Transcription of massacre participant Samuel Knight's August 1904 sworn affidavit.

Date
Aug 11, 1904
Type
Affidavit
Source
Samuel Knight
LDS
Hearsay
Scribed Verbatim
Reprint
Late
Reference

Samuel Knight statement August 11, 1904, David H. Morris Collection, Church History Library, as found in BYU Studies 47, no. 3 (2008):136-37

Scribe/Publisher
Samuel Knight
People
Samuel Knight, John Doyle Lee
Audience
General Public
Transcription

Statement of an eye witness It was Sunday morning <Sept 11 1857> that I left the Meadows to go to Santa Clara, leaving my wife who was sick in bed with a young child, and on that account I done the business that I had in view and returned as soon as I could, while on my way back and when we were near the Magotso where it [illegible strikeout] came into the Clara Creek, about ten o clock at night, a voice came from the brush, and when the man came out I found that it was John D. Lee, we had heard before that there was a plan on foot for the Indians to surroun{d} a company of emigrants that were campt at the spring that is near the spot where the Mountain Meadow Masacre took place, when they got near we were then standing, but in speaking to John D. Lee, he told us that he had been with the Indians that morning, which was in the month of September in the year 1857, [illegible strikeout] made an attact on the emigrants, and the fight had bewn kept up all day, that the emigrants had made a fort of the wagons, throwing dirt under the wagons for protection, that he had been in the fight, and showed us several bullet holes in his clothing, which was evident that he had been in close quarters, one bullet had cut his hat, another his clothes across his body in front, and sevrral had cut through his sleeves, this was on Sunday night, and the war was then kept up till the following thursday, Lee found out that he had gone too far to drop the matter was he was afraid that he was known as one of the party who had made the attact and to let them go now was to give him away, and having commenced it he must see it through,

It must be remembered that at that time, only ten years after the territory had been settled, and that by people who had been driven from their homes, that at this time an army of United states troops were on their way to Utah, with the purpose of distroying the Mormons, men were stationed in all the dangerous places, women were excited, and the people as a whole were reay for any emergency, This particular company was very insulting, saying that they had assisted in driving the Mormons out of Illinois and that they would go to California and gather up a party and come from the South and assist in distroying them again, this together with the abuses that they had committed against the Indians before they came to Cedar had aroused a feeling against the party, so that it did not require much to cause an attact to be made against the company for many in doing supposed that they were only taking advantage of an opportunity to protect their own lives and that of their family.

The attact kept up until Thursday, when a truce was made by the terms of which, the emigrants gave up their arms, and was escorted out of the valley, and when the party got nearly to the summit of the ground that divides the flow of water that runs to the Meadow settlement and that ran towards the valley where the emigrants were camped, a place where several bunches of oak grow, the Indians fell upon the emigrants, and with the assistance of some white men, distroyed the company except the small children, that were considered too young to tell that had happened, and who took part in the affair.
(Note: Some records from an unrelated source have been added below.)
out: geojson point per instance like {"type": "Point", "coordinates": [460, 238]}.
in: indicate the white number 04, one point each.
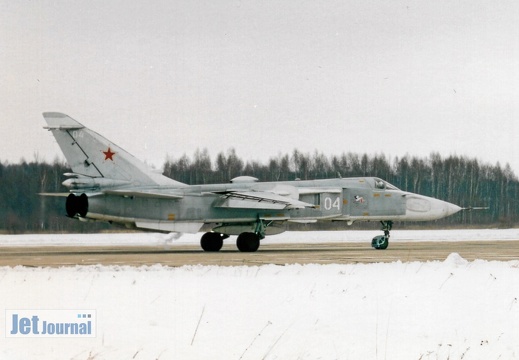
{"type": "Point", "coordinates": [329, 203]}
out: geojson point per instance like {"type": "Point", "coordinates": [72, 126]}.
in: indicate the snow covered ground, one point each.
{"type": "Point", "coordinates": [290, 237]}
{"type": "Point", "coordinates": [451, 309]}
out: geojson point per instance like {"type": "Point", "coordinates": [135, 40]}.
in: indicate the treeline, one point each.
{"type": "Point", "coordinates": [460, 180]}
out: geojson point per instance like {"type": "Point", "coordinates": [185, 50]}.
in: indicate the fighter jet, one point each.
{"type": "Point", "coordinates": [109, 184]}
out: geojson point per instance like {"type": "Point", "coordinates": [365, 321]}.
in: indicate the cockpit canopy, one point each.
{"type": "Point", "coordinates": [380, 184]}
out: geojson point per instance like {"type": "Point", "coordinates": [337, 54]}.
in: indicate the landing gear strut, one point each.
{"type": "Point", "coordinates": [250, 241]}
{"type": "Point", "coordinates": [381, 242]}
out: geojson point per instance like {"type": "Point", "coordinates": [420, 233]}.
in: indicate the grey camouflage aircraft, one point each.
{"type": "Point", "coordinates": [109, 184]}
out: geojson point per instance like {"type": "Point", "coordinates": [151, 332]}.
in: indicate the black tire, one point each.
{"type": "Point", "coordinates": [211, 242]}
{"type": "Point", "coordinates": [248, 242]}
{"type": "Point", "coordinates": [380, 242]}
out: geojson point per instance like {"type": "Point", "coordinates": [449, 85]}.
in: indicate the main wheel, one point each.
{"type": "Point", "coordinates": [380, 242]}
{"type": "Point", "coordinates": [247, 242]}
{"type": "Point", "coordinates": [211, 241]}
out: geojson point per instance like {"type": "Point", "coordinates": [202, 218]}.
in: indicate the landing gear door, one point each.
{"type": "Point", "coordinates": [356, 201]}
{"type": "Point", "coordinates": [331, 204]}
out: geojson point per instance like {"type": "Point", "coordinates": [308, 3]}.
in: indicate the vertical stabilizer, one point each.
{"type": "Point", "coordinates": [92, 155]}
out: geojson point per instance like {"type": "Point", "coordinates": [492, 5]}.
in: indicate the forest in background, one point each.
{"type": "Point", "coordinates": [457, 179]}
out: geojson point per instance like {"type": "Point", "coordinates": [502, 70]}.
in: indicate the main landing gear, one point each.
{"type": "Point", "coordinates": [381, 242]}
{"type": "Point", "coordinates": [212, 242]}
{"type": "Point", "coordinates": [246, 242]}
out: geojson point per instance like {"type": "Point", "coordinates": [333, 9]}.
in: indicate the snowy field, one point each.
{"type": "Point", "coordinates": [290, 237]}
{"type": "Point", "coordinates": [451, 309]}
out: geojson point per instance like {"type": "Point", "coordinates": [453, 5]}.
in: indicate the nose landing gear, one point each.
{"type": "Point", "coordinates": [381, 242]}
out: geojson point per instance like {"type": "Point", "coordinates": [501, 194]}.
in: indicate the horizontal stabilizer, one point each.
{"type": "Point", "coordinates": [259, 200]}
{"type": "Point", "coordinates": [54, 194]}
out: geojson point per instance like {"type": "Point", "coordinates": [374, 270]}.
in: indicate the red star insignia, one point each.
{"type": "Point", "coordinates": [109, 154]}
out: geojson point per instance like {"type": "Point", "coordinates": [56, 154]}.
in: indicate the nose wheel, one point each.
{"type": "Point", "coordinates": [381, 242]}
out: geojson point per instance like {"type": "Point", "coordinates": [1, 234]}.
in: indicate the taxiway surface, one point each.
{"type": "Point", "coordinates": [280, 254]}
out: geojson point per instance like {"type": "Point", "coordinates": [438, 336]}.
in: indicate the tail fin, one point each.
{"type": "Point", "coordinates": [90, 154]}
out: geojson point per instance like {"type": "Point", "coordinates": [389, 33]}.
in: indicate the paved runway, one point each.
{"type": "Point", "coordinates": [281, 254]}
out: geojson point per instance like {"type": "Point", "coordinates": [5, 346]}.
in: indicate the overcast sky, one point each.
{"type": "Point", "coordinates": [167, 77]}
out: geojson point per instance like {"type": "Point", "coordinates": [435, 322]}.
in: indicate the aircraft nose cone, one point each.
{"type": "Point", "coordinates": [443, 208]}
{"type": "Point", "coordinates": [426, 208]}
{"type": "Point", "coordinates": [450, 208]}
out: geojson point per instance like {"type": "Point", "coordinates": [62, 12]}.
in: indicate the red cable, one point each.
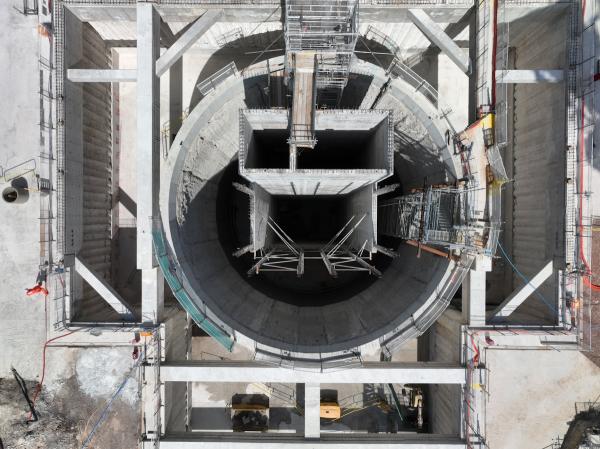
{"type": "Point", "coordinates": [587, 281]}
{"type": "Point", "coordinates": [494, 51]}
{"type": "Point", "coordinates": [38, 387]}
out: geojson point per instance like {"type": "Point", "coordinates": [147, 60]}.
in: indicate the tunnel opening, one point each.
{"type": "Point", "coordinates": [309, 219]}
{"type": "Point", "coordinates": [334, 181]}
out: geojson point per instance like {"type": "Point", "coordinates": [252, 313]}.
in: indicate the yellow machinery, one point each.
{"type": "Point", "coordinates": [331, 410]}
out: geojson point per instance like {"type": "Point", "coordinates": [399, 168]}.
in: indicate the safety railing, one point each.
{"type": "Point", "coordinates": [172, 273]}
{"type": "Point", "coordinates": [465, 3]}
{"type": "Point", "coordinates": [212, 82]}
{"type": "Point", "coordinates": [59, 135]}
{"type": "Point", "coordinates": [230, 36]}
{"type": "Point", "coordinates": [29, 8]}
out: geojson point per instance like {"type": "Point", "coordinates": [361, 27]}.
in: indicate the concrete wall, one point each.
{"type": "Point", "coordinates": [538, 149]}
{"type": "Point", "coordinates": [443, 401]}
{"type": "Point", "coordinates": [88, 152]}
{"type": "Point", "coordinates": [358, 203]}
{"type": "Point", "coordinates": [379, 148]}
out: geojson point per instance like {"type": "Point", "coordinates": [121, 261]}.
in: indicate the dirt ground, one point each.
{"type": "Point", "coordinates": [65, 419]}
{"type": "Point", "coordinates": [591, 319]}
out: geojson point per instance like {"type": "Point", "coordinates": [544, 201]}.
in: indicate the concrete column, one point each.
{"type": "Point", "coordinates": [312, 410]}
{"type": "Point", "coordinates": [474, 292]}
{"type": "Point", "coordinates": [452, 85]}
{"type": "Point", "coordinates": [148, 158]}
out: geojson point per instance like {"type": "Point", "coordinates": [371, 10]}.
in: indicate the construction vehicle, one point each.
{"type": "Point", "coordinates": [250, 413]}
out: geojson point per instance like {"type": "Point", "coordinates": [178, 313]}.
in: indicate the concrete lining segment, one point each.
{"type": "Point", "coordinates": [438, 37]}
{"type": "Point", "coordinates": [257, 316]}
{"type": "Point", "coordinates": [101, 76]}
{"type": "Point", "coordinates": [367, 373]}
{"type": "Point", "coordinates": [191, 35]}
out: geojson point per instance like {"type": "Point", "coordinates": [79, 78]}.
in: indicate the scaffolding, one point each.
{"type": "Point", "coordinates": [329, 28]}
{"type": "Point", "coordinates": [435, 215]}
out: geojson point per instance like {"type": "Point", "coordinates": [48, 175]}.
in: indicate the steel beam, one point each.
{"type": "Point", "coordinates": [188, 39]}
{"type": "Point", "coordinates": [369, 372]}
{"type": "Point", "coordinates": [107, 293]}
{"type": "Point", "coordinates": [510, 304]}
{"type": "Point", "coordinates": [529, 76]}
{"type": "Point", "coordinates": [101, 75]}
{"type": "Point", "coordinates": [437, 36]}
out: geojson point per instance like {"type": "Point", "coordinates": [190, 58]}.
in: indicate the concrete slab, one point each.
{"type": "Point", "coordinates": [22, 322]}
{"type": "Point", "coordinates": [531, 403]}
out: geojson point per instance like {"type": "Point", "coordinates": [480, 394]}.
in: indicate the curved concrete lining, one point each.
{"type": "Point", "coordinates": [409, 287]}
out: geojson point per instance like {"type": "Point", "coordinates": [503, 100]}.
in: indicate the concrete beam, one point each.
{"type": "Point", "coordinates": [529, 76]}
{"type": "Point", "coordinates": [248, 372]}
{"type": "Point", "coordinates": [312, 411]}
{"type": "Point", "coordinates": [438, 37]}
{"type": "Point", "coordinates": [224, 442]}
{"type": "Point", "coordinates": [251, 12]}
{"type": "Point", "coordinates": [517, 298]}
{"type": "Point", "coordinates": [107, 293]}
{"type": "Point", "coordinates": [188, 39]}
{"type": "Point", "coordinates": [101, 75]}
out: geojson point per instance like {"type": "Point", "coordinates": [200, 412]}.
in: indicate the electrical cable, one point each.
{"type": "Point", "coordinates": [525, 279]}
{"type": "Point", "coordinates": [586, 280]}
{"type": "Point", "coordinates": [104, 413]}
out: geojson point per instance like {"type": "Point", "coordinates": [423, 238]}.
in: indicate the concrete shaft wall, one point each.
{"type": "Point", "coordinates": [538, 121]}
{"type": "Point", "coordinates": [89, 166]}
{"type": "Point", "coordinates": [444, 400]}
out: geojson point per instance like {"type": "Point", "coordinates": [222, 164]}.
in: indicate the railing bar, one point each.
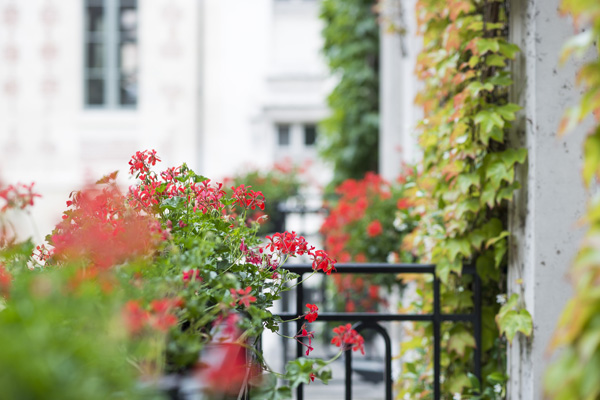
{"type": "Point", "coordinates": [299, 349]}
{"type": "Point", "coordinates": [367, 317]}
{"type": "Point", "coordinates": [375, 268]}
{"type": "Point", "coordinates": [436, 338]}
{"type": "Point", "coordinates": [348, 380]}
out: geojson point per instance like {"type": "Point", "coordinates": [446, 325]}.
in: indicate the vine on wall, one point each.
{"type": "Point", "coordinates": [575, 374]}
{"type": "Point", "coordinates": [351, 46]}
{"type": "Point", "coordinates": [467, 180]}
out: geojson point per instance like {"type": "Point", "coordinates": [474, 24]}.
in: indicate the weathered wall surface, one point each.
{"type": "Point", "coordinates": [545, 214]}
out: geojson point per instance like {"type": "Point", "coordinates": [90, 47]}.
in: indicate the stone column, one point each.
{"type": "Point", "coordinates": [545, 213]}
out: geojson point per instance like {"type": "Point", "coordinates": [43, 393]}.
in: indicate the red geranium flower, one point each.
{"type": "Point", "coordinates": [374, 228]}
{"type": "Point", "coordinates": [311, 315]}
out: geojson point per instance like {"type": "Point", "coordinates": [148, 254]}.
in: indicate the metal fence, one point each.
{"type": "Point", "coordinates": [364, 321]}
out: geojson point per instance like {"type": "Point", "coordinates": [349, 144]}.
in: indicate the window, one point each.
{"type": "Point", "coordinates": [111, 61]}
{"type": "Point", "coordinates": [283, 135]}
{"type": "Point", "coordinates": [310, 135]}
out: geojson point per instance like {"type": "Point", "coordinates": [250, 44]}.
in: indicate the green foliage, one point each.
{"type": "Point", "coordinates": [277, 184]}
{"type": "Point", "coordinates": [512, 319]}
{"type": "Point", "coordinates": [350, 135]}
{"type": "Point", "coordinates": [575, 374]}
{"type": "Point", "coordinates": [468, 174]}
{"type": "Point", "coordinates": [66, 342]}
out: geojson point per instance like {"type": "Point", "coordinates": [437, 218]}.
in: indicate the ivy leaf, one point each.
{"type": "Point", "coordinates": [444, 267]}
{"type": "Point", "coordinates": [493, 240]}
{"type": "Point", "coordinates": [485, 45]}
{"type": "Point", "coordinates": [508, 111]}
{"type": "Point", "coordinates": [500, 79]}
{"type": "Point", "coordinates": [465, 181]}
{"type": "Point", "coordinates": [511, 319]}
{"type": "Point", "coordinates": [459, 340]}
{"type": "Point", "coordinates": [508, 50]}
{"type": "Point", "coordinates": [458, 246]}
{"type": "Point", "coordinates": [578, 44]}
{"type": "Point", "coordinates": [487, 120]}
{"type": "Point", "coordinates": [499, 251]}
{"type": "Point", "coordinates": [486, 268]}
{"type": "Point", "coordinates": [591, 165]}
{"type": "Point", "coordinates": [512, 156]}
{"type": "Point", "coordinates": [495, 60]}
{"type": "Point", "coordinates": [507, 192]}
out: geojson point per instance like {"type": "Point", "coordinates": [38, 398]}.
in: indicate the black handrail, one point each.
{"type": "Point", "coordinates": [370, 320]}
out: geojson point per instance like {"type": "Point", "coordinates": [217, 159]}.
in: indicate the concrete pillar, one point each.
{"type": "Point", "coordinates": [545, 213]}
{"type": "Point", "coordinates": [400, 46]}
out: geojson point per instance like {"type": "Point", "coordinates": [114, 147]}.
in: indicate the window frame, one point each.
{"type": "Point", "coordinates": [110, 72]}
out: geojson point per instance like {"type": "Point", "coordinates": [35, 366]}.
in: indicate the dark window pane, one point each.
{"type": "Point", "coordinates": [95, 55]}
{"type": "Point", "coordinates": [283, 135]}
{"type": "Point", "coordinates": [128, 90]}
{"type": "Point", "coordinates": [95, 19]}
{"type": "Point", "coordinates": [310, 135]}
{"type": "Point", "coordinates": [95, 92]}
{"type": "Point", "coordinates": [128, 23]}
{"type": "Point", "coordinates": [128, 58]}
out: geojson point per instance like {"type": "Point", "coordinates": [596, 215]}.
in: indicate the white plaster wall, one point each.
{"type": "Point", "coordinates": [398, 115]}
{"type": "Point", "coordinates": [46, 133]}
{"type": "Point", "coordinates": [545, 215]}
While there is no doubt that the company would never lived to pass the forks of the Clara Creek and the Mogotso, where the Indians were gathering to, there can be no doubt that John D. Lee, was responciple for the attact being made at the Mountain Meadows, and for the above reason John D. Lee, suffered the death penalty The killing was done as speedily as possible, and no wanton cruelity was indulged in, and if at that time the party could have been allowed to pass without danger of implicating the whites, it is very likely they would h have been allowed to go, but it is not likely they would have escaped the Inidans, who wpuld have waited for them further on their way.